Carrie was abused in her home by a man who first lodged with her family, then began a relationship with her mother.

He threatened her that he would leave them if she told anyone about the abuse. Carrie knew her mother depended on him financially and emotionally, and was terrified of causing any upset.

Her parents had a difficult marriage and her mother began a relationship with their lodger, Hamish. Her father left when he discovered his wife was pregnant with Hamish’s child. 

At first, Carrie says, she was happy living with her mother, Hamish and her new baby half-brother. She says ‘it felt like a real family’ but she was also sad because she hardly saw her father.

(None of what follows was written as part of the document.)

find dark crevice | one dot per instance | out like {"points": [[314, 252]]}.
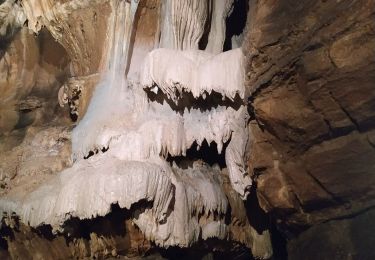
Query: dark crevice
{"points": [[354, 122], [317, 181], [206, 153], [96, 151], [235, 21], [257, 217], [186, 100], [207, 28]]}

Hamish groomed Carrie by being very nice to her and buying her presents. He began sexually abusing her when she was eight years old, and continued for about seven years. Because her mother and Hamish had different working patterns, Carrie says she was often alone in the house with Hamish. 

Hamish threatened Carrie that he would leave the family if she told her mother about the abuse. Carrie says her family were short of money and the threat of him leaving made her feel very vulnerable. She says her mother was also emotionally very dependent on Hamish, so she kept quiet.

Carrie knows that two other young girls accused Hamish of trying to abuse them. One was a babysitter who came to the house, and the other was a friend of Carrie’s. This girl’s mother accused Hamish of abuse and threatened to tell the police. 

He denied everything and Carrie’s mother believed him. Carrie says her mother was ‘besotted with Hamish and in denial about who he was’.

Eventually, however, Carrie was able to convince her mother that she had been abused by Hamish. She was taken to see their GP who asked only if she was pregnant, and suggested reporting the matter to the police.

The police arranged a medical examination of Carrie which confirmed physical effects of abuse. Hamish was arrested. Carrie gave evidence in court but says she was given very little support. Hamish’s defence lawyer argued that Carrie had ‘caused it all’, but the abuser was sentenced to three years custody.

When he was released from prison Hamish returned to the family home. Carrie says she ‘never hated anyone so much’ in her whole life and was unable to pretend ‘all was okay’. 

She left home and joined the armed forces, where she made good friends. Later, at university, she met her husband. She says she ‘couldn’t believe such a lovely man existed’. 

Carrie says she spent several years of her childhood in fear of abuse from Hamish. She continues to feel that she ‘lives on the periphery ... never actually part of a group or having a sense of belonging’. 

She says she loved her mother but adds ‘She was never kind to me’. She recounts being treated as ‘a second class citizen’ and being constantly told she was not as good as her brother. She has struggled with depression, and a lack of confidence and self-worth.

She describes the abuse as ‘just something that I’ve had to live with’ and says she never realised there might be help. She says she has now found some comfort in religion but she cannot forget or understand why her mother did not protect her, and tried to deny and minimise the sexual abuse she suffered.

Carrie concludes that she would like to see systems put in place to ensure that abuse cannot happen to the same degree today.